3. Medication to trigger ovulation: There are two main types: Human Chorionic Gonadotropin (HCG) and Lupron

  • Human Chorionic Gonadotropin (HCG) – Is the equivalent of LH and when applied will mimic the natural LH surge which triggers ovulation. Some brand names are Pregnyl, Profasi, and Novarel.
  • Lupron – When used in conjunction with an ovulation suppression protocol that does not involve Lupron, Lupron can actually be used to trigger ovulation because of its action as a GnRH agonist.

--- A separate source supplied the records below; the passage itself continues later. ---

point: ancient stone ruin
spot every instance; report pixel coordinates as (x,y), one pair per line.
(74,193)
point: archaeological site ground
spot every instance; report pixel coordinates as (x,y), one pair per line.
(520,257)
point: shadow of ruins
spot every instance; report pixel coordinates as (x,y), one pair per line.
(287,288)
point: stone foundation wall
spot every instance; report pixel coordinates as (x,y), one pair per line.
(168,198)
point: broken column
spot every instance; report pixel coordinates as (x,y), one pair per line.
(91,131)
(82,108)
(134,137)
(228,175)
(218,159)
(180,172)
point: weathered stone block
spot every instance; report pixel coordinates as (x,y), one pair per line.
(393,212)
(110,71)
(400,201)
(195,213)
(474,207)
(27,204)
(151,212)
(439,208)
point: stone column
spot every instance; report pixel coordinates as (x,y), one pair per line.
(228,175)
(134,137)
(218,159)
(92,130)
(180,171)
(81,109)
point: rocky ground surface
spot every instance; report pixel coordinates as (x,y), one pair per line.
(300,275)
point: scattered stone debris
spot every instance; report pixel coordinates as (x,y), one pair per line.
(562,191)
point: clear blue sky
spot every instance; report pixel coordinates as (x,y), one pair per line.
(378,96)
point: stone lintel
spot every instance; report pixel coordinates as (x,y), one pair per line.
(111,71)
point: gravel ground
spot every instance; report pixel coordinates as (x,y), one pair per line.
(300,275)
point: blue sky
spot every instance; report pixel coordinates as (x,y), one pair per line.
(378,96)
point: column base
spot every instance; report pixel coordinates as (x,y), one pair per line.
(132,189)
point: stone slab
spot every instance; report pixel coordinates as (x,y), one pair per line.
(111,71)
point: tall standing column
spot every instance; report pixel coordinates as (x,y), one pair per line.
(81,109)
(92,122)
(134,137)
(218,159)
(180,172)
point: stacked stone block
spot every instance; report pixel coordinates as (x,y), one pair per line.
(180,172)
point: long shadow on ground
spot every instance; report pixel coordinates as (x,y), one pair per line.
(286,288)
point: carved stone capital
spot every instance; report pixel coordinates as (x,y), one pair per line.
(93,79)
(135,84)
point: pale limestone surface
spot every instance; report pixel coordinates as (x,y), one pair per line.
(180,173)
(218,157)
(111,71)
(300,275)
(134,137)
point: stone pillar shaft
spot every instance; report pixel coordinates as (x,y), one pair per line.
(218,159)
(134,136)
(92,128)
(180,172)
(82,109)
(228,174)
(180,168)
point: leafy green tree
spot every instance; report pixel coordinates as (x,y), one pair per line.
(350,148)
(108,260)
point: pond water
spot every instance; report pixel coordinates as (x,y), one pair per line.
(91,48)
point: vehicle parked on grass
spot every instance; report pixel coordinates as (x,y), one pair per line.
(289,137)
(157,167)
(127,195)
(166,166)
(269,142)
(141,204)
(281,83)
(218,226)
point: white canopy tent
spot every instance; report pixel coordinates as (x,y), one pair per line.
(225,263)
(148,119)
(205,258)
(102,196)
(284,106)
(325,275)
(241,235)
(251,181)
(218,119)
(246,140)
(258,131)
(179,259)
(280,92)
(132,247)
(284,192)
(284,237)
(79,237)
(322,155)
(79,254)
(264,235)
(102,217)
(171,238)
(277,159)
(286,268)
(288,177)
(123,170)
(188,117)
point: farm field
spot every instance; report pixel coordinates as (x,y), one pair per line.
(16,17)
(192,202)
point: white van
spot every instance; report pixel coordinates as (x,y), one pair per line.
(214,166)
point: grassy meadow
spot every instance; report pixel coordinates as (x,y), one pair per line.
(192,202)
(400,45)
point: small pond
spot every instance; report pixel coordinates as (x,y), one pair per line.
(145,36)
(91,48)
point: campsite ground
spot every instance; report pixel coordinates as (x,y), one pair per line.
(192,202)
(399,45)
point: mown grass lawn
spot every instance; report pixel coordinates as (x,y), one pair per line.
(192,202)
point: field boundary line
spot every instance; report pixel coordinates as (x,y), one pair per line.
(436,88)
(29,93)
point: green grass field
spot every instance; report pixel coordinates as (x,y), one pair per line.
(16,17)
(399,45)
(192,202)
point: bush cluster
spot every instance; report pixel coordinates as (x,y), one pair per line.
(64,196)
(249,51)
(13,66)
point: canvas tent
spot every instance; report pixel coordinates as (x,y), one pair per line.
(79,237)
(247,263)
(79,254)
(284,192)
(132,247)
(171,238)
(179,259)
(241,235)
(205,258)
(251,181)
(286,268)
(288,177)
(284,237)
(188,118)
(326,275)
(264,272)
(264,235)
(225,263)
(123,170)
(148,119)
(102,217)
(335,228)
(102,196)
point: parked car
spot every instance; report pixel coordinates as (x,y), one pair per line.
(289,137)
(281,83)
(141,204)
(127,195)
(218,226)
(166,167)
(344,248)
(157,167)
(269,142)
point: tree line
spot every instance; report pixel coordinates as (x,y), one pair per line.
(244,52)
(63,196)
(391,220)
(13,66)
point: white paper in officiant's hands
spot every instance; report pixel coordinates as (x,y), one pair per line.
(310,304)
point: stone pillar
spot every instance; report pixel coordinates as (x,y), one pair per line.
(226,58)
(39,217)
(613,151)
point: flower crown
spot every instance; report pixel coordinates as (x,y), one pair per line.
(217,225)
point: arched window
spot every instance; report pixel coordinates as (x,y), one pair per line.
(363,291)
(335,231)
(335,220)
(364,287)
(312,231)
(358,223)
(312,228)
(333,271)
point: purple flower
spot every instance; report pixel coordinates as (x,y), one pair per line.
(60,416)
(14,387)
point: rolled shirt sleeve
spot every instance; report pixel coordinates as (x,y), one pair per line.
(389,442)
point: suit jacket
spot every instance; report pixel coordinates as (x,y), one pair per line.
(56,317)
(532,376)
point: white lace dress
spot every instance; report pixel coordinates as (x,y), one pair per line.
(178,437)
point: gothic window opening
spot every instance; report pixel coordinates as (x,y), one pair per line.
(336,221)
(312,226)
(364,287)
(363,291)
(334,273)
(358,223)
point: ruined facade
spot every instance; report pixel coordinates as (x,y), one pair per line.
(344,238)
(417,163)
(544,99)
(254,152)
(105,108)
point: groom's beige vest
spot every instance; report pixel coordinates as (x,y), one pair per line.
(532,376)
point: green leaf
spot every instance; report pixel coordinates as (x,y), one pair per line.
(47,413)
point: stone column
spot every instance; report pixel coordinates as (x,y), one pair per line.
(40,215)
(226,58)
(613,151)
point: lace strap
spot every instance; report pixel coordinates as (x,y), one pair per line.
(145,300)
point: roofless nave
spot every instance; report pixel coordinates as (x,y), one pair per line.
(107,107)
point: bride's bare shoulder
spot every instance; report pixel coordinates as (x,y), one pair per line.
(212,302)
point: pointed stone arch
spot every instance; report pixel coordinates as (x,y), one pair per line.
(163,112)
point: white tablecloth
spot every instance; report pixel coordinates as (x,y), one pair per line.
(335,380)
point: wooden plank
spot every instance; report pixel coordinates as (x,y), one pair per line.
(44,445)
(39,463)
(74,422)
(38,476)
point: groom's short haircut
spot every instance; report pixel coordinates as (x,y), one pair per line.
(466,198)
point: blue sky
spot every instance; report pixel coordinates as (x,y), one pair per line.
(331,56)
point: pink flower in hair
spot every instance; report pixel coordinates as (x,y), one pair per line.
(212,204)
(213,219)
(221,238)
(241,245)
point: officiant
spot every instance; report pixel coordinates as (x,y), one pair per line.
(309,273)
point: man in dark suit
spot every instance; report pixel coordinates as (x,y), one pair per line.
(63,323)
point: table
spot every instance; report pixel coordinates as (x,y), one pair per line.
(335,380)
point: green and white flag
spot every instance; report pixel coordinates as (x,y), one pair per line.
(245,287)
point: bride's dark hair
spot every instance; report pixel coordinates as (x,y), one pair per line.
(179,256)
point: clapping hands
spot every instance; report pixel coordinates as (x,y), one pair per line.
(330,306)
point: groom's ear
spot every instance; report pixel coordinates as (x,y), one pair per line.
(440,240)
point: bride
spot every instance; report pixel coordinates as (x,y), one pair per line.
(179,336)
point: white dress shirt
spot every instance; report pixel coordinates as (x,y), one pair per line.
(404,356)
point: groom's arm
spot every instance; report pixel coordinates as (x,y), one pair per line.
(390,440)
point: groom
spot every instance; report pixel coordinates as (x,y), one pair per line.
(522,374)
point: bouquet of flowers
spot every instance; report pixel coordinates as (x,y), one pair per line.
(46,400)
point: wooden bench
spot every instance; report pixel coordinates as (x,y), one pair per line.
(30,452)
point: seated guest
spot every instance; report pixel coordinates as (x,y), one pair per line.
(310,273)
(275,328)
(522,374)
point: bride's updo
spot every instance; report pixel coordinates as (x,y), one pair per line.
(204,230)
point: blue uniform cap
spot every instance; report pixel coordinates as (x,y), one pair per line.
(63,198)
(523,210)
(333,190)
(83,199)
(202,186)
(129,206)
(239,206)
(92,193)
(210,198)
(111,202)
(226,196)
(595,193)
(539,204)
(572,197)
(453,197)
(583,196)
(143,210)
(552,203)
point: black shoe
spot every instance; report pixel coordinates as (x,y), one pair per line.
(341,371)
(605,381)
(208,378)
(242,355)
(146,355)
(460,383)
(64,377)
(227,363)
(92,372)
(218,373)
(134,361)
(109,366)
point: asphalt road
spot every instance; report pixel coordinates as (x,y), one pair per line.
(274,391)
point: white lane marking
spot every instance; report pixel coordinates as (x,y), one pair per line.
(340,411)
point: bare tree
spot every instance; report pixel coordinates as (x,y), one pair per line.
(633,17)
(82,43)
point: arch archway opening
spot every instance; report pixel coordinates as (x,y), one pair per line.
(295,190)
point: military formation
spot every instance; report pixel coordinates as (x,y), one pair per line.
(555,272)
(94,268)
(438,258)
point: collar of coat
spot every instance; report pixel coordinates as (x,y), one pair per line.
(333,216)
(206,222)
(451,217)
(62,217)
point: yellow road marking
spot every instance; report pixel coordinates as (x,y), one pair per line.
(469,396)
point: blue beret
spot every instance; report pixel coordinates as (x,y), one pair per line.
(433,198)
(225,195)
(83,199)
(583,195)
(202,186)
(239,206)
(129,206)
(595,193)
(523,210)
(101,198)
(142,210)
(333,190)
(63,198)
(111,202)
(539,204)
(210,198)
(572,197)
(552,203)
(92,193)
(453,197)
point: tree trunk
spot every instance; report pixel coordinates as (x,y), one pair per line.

4. Medication to promote implantation and support pregnancy: In an IVF cycle, the body’s natural ability to produce hormones such as progesterone and estrogen is compromised due to the aspiration of the corpus luteum (mature follicle). For this reason, hormones are taken to supplement or replace the body’s natural hormones. In some cases, hormones are also taken with cycles involving either timed intercourse or IUI if the RE feels that the hormones need to be supplemented.